Slowly but surely Western countries are converting to more sustainable sources of energy. If the government has its way, by 2023 the energy for around 8 million households will be generated by windmills.
There are a number of obstacles that first have to be overcome before this will be possible. One such obstacle is that it is difficult to store energy. That needs to be resolved, because windmills also turn at night, when energy consumption is low.
Electrocatalysis may play a role in finding a solution in the future. Using the excess energy for splitting water into hydrogen and oxygen in electrolyzers is a potential way of storing this energy in the form of chemical bonds. When the bond between the protons is broken, the stored energy is released again and can be used in hybrid vehicles.
Role of the solvent
In recent years chemists have carried out a lot of research on electrocatalysis, focusing in particular on the role of the catalyst, which sets off the chemical reaction by lowering the energy barrier for the reaction to occur. The most effective electrocatalyst known to date is based on platinum.
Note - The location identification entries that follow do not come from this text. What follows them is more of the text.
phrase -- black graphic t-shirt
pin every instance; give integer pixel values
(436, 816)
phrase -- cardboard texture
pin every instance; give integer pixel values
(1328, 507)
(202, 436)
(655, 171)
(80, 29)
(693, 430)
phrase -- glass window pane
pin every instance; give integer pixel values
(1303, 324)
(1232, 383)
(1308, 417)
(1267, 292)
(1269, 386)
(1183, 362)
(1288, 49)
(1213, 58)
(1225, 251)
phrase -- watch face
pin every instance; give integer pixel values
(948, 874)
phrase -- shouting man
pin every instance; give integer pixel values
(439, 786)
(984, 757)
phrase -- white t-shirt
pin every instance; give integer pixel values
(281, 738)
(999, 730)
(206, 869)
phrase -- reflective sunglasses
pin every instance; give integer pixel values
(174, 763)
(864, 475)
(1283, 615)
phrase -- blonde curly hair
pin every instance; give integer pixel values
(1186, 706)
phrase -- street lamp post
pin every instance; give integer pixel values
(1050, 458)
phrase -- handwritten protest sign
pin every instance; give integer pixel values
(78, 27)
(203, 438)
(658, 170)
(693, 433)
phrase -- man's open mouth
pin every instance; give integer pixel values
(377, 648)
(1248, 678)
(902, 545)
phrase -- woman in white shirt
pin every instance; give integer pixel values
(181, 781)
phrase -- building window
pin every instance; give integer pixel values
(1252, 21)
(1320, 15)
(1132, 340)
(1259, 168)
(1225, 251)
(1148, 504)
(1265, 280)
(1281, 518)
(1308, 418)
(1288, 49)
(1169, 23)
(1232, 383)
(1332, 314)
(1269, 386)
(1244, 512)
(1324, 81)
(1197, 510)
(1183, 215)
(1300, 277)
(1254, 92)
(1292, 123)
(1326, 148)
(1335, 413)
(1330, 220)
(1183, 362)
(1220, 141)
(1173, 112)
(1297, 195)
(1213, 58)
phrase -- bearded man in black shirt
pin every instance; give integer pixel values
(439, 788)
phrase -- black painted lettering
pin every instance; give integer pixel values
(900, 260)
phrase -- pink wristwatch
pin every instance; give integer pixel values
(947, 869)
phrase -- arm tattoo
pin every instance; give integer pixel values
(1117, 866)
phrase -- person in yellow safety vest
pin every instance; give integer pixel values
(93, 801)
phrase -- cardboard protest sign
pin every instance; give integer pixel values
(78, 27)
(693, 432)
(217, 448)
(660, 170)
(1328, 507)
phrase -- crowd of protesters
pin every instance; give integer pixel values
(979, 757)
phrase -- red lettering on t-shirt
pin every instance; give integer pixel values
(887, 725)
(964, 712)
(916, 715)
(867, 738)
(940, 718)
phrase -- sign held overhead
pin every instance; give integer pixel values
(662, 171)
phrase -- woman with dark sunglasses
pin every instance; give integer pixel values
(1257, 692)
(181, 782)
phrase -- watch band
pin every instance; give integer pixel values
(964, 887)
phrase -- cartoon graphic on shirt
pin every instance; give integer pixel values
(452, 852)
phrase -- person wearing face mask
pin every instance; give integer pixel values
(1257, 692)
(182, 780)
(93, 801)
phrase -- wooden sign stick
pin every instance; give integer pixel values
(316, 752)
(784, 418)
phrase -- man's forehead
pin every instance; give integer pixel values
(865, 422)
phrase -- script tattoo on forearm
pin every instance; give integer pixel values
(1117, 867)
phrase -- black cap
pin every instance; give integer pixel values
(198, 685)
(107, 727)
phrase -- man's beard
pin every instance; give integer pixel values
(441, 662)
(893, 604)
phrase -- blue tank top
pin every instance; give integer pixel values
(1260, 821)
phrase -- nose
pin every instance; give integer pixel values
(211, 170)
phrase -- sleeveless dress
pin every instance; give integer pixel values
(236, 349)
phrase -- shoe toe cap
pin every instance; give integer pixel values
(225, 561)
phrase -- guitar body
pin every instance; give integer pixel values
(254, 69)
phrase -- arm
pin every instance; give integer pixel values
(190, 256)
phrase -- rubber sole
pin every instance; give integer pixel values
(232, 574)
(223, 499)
However, little is known about the role of the solvent in the catalytic process.
Ledezma Yanez says in her dissertation that it is very difficult to compare the effectiveness of different molecular electrocatalysts in non-aqueous solvents because of the presence of water traces. The image is disturbed by the water in which the protons are preferentially dissolved. These protons bind to the water more easily than to the other solvent, which makes it impossible to measure ‘pure’ protons, affecting the accuracy of the measurement. This shows that the role of the solvent is much more important than it was previously thought.
She also developed a new kinetic model which explains how the energy for the water reorganization impacts on the speed of the hydrogen evolution, which is of paramount importance for the development of cost-effective electrolyzers, which can use earth-abundant elements such as nickel and iron. This method would avoid a lot of unnecessary energy loss and solves a long-known puzzle in electrochemistry.